Segundo o relatório, “os procedimentos estariam sendo
utilizados como instrumento de coação moral e ameaça por parte dos
agentes penitenciários e da direção das unidades, vez que não era mais
permitido ser utilizada a tortura física”.
De acordo com informações prestadas pelo Núcleo de
Execuções Penais da Defensoria Pública, responsável por mais de 95% das
defesas técnicas dos internos encarcerados nas unidades prisionais da
Grande Vitória, somente no primeiro semestre deste ano foram instaurados
881 Procedimentos Administrativos Disciplinares (PADs).

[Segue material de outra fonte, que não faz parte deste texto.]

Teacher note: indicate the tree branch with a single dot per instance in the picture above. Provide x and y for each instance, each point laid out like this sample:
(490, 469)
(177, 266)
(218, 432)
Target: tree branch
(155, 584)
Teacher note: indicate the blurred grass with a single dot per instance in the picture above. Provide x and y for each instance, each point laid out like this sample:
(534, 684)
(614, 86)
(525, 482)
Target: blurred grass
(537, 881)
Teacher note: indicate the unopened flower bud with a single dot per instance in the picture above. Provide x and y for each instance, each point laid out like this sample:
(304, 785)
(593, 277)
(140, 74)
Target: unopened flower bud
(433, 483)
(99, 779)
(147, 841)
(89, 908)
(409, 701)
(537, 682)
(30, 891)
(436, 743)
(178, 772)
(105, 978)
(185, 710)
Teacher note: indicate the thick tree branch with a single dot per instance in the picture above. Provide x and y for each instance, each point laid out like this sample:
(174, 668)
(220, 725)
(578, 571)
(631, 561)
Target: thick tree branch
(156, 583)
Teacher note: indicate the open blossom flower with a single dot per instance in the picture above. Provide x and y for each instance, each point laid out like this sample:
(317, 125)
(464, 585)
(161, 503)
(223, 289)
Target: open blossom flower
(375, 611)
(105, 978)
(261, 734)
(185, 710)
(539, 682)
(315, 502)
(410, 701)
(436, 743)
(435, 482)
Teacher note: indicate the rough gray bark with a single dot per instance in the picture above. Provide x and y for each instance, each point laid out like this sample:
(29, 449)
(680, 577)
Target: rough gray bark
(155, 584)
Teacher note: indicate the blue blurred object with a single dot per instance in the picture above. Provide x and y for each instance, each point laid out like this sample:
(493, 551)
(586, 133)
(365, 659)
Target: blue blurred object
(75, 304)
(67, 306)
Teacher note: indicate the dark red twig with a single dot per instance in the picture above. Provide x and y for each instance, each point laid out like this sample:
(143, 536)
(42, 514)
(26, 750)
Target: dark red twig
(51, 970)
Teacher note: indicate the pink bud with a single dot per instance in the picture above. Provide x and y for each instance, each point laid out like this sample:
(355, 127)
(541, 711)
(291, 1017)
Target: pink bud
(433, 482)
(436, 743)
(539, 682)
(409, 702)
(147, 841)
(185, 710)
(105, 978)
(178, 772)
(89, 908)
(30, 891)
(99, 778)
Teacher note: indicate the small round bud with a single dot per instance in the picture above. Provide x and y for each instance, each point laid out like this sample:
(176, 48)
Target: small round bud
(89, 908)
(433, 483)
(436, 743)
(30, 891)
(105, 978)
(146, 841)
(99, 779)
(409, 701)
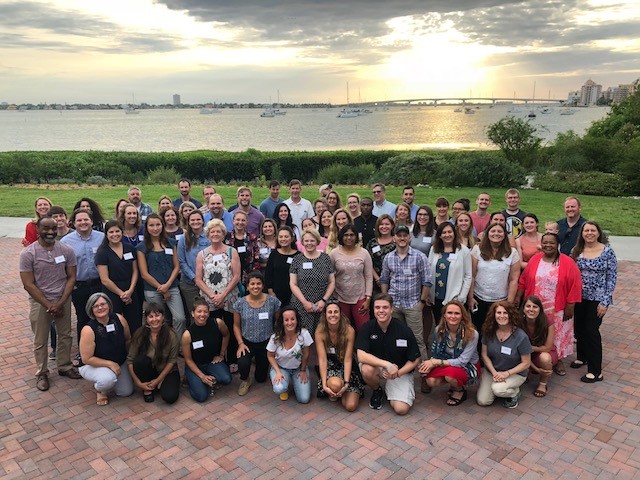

O número desproporcional de PADs, deduz o relatório, é
um indicador de que o procedimento vai sendo usado como instrumento de
represália para “castigar” os presos, uma vez que o PAD pode interferir
diretamente na progressão da pena e alongar a permanência do interno no
sistema.
Novo governo, velhos problemas
Embora reconheça que das “masmorras de Hartung” para
cá houve uma evolução, não só na parte física mas também na relação do
poder público com as entidades de direitos humanos, o CEDH ressalta no
relatório que o governador Renato Casagrande ainda não cumpriu a
promessa de consolidar uma política estadual de direitos humanos no
Estado. Os conselheiros reclamam que não receberam respaldo por parte do
governo do Estado para implantar um programa de direitos humanos no
Espírito Santo.
Eles lembram que, entre as principais reivindicações
do CEDH – conversadas com Casagrande quando ele ainda era candidato ao
governo –, figuravam a secretaria específica e o programa de prioridades
do CEDH.
O CEDH se queixa ainda que o governo Casagrande
chegou a criar um Grupo de Trabalho para tratar dessas demandas, mas que
até agora as propostas não saíram do lugar.